Police tea of two cities: a tale of “Jingcha”

It is the best of times for themed tea and coffee shops. In mid-January, images of a milk tea shop called Jingcha (警茶, lit. Police Tea, which sounds the same as “police” in Chinese) started circulating on social media, especially among marketing and design accounts. It soon transpired that it was an internal pop-up tea shop by Suzhou Police to celebrate officers on a special occasion – the People’s Police Day on 10 January (as the number for the police in China is 110).

The tea shop comes with everything you’d expect with a tea collaboration: a specially designed logo showing tea leaves inside a shield-shaped badge emblem, cups in multiple colours, paper bags and merch such as cards, envelopes, coasters, tote bags and phone cases.

The Suzhou Jingcha is not the first time that Chinese law enforcement have launched a tea shop. From as early as 2021 Gongshu Police in neighbouring Hangzhou launched Coffee Benny for their officers. In June 2023, Hangzhou Police opened a pop-up with Chagee at the China International Cartoon & Animation Festival (CICAF) in Hangzhou. It was the first time the name Jingcha was used. The pop-up included cartoon-style packaging and various merch from stickers to cushions. Incidentally, Hangzhou Police brought back their version of Jingcha for the Police Day and it was open to the public free of charge.

The topic “Mr Policeman invites you to tea” (#警察叔叔喊你喝茶啦#) about Hangzhou police gained 365,000 views on Weibo. Interestingly, in China, being invited to tea by the authorities is a euphemism for being summoned and questioned by them. Humorous usage of the term soon popped up on Weibo, China’s Twitter equivalent, both in an official capacity as used by the force and media, as well as colloquially by netizens.

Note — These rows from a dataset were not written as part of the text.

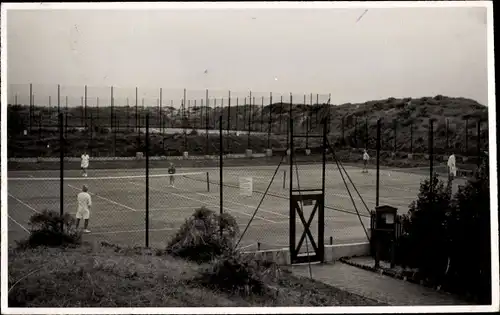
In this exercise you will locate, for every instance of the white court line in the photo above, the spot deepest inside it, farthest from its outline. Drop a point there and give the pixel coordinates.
(204, 202)
(163, 229)
(19, 224)
(25, 204)
(106, 199)
(240, 204)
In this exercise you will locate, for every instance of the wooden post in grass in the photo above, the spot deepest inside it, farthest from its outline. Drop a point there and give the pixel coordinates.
(269, 124)
(431, 151)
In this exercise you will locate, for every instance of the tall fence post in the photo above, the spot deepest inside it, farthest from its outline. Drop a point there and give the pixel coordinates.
(112, 104)
(249, 121)
(58, 99)
(85, 109)
(91, 131)
(466, 137)
(356, 132)
(237, 113)
(97, 111)
(447, 134)
(343, 132)
(206, 121)
(66, 124)
(221, 175)
(395, 136)
(184, 120)
(262, 115)
(317, 109)
(146, 151)
(411, 138)
(31, 107)
(136, 110)
(229, 112)
(366, 133)
(61, 167)
(281, 115)
(377, 190)
(161, 111)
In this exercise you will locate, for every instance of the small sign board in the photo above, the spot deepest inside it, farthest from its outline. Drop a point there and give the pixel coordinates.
(246, 186)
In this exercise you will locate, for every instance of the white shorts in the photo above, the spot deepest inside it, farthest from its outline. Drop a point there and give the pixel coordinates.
(82, 214)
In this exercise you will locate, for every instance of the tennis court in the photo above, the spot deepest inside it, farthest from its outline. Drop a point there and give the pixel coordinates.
(119, 201)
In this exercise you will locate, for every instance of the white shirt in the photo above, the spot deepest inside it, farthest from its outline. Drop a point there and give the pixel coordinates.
(85, 160)
(451, 161)
(84, 201)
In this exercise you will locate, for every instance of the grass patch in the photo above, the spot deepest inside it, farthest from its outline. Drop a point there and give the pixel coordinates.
(109, 276)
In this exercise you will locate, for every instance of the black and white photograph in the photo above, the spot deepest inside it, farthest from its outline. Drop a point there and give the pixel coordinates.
(248, 157)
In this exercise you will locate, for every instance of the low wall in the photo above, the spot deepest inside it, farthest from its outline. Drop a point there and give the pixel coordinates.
(332, 253)
(133, 158)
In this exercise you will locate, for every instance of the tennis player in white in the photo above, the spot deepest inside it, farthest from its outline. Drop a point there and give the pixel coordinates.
(85, 163)
(366, 158)
(83, 211)
(452, 167)
(171, 171)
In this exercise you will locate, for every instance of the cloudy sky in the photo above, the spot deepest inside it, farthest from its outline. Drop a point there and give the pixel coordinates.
(404, 52)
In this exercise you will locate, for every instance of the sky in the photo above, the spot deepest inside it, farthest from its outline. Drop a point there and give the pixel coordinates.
(391, 52)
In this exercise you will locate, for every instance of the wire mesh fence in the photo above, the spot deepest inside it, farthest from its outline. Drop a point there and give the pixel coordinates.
(231, 151)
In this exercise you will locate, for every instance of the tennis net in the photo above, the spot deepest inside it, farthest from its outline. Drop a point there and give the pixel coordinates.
(113, 193)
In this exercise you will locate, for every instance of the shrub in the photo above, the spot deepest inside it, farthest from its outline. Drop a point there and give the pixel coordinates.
(235, 273)
(200, 239)
(46, 230)
(425, 238)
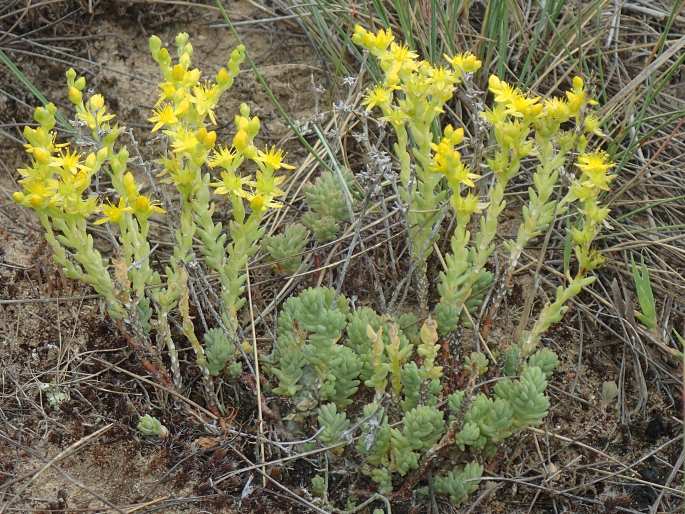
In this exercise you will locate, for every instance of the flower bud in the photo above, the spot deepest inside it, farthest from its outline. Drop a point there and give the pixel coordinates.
(241, 141)
(178, 72)
(97, 102)
(223, 77)
(154, 44)
(130, 185)
(182, 39)
(41, 155)
(75, 95)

It would seem that Hangzhou police have been trying to use their Jingcha for publicity, whether it’s by opening a pop-up among merch stands at a comic convention or providing free tea to members of the public. However, it was Suzhou Police’s internal tea shop that caught the eyes of marketers as it has a full range of merch and can easily pass as an official tea collaboration.